Source Robert Reich the University of California.
Why? In short Ronald Reagan and the BS chicago school of neo-classical economics. The belief that markets should be left alone and unfettered, clearing effectively along with resolving to optimal balanced outcome all on their own. We all know how well that worked out come 2007...
Some of the above fully accounts for what we are seeing in NYC today.
Exactly.
Why people act like middle-class decline is an NYC phenomenon confuses me. True middle-class in the United States is vanishing right before our eyes.

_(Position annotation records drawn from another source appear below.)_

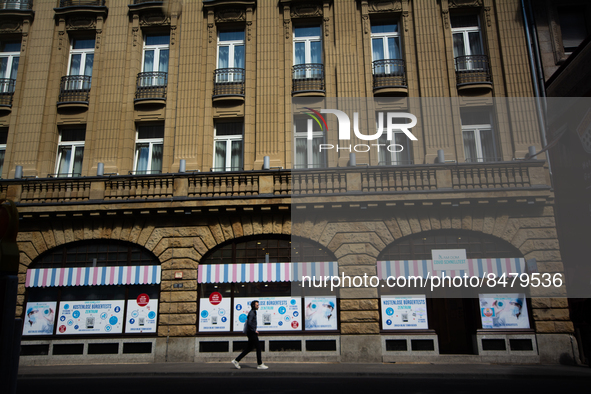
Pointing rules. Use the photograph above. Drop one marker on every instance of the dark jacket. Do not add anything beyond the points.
(251, 322)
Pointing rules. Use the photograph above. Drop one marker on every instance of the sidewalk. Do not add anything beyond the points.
(276, 369)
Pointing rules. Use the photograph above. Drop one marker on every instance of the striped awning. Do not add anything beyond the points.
(93, 276)
(476, 267)
(263, 272)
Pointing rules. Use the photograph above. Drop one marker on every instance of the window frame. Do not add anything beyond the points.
(228, 139)
(151, 142)
(74, 145)
(309, 146)
(10, 57)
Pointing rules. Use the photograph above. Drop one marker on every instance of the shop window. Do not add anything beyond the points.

New York has the same middle-class population as any other large city. The difference is, NYers pay more for housing and other goods (along with those in Honolulu, San Francisco, Stamford, etc.).
Also, NYC's wealth disparity looks alarmingly severe because NYC has the richest wealthy-class in the nation and that heavily alters statistics. If you removed NYC's super-rich from the stats, it wouldn't be noticeably different from any other city.
You could die tonight. Or next week. Don't be so sure.
And yes, it will. NYC has more wealth than it's ever had, and NYC just passed London as the world's financial capital. Barring some catastrophic event that wipes it off of the map, it will be the wealth center for the foreseeable future.
You could die tonight. Or next week. Don't be so sure.
And yes, it will. NYC has more wealth than it's ever had, and NYC just passed London as the world's financial capital. Barring some catastrophic event that wipes it off of the map, it will be the wealth center for the foreseeable future.
I'll go by statistics/actuarial tables rather than folk-wisdom admonitions.
In 1900, the sun never set on the British Empire. In two decades, that empire was nearly bankrupt. In another three, it was dismantling itself.
In 1970, China was hopelessly backwards. Within three to four decades, its growth came to shake the world.
In 1985, Japan was 'supposed' to buy the world. We're now on two 'lost' decades.
Wildcards of geopolitics and geopolitical economy keep things 'interesting'.
People from all socioeconomic strata live in parts of NYC for now. But economic geographical segregation is increasing and that doesn't bode well for the future..
Look it isn't about lowering prices, it is about managing the real estate market to make sure that house price increases are reasonable while ensuring that the market overall is kept healthy. I alluded to this already with regards to steps Sweden and Germany had taken to cool down their respective housing markets.
NYC is not Sweden and it is not Germany.
It's a city within a nation, and not a nation.
Housing that was kept artificially low in NYC ended horribly. Rent stabilized buildings with low rates were almost never upgraded, and housing projects are terribly in disrepair with 18 billion dollars worth of backlogged repairs. The city is now privatizing projects as a result.
The steps NYC took in the past did not work to well, which is why they are letting the market determine prices.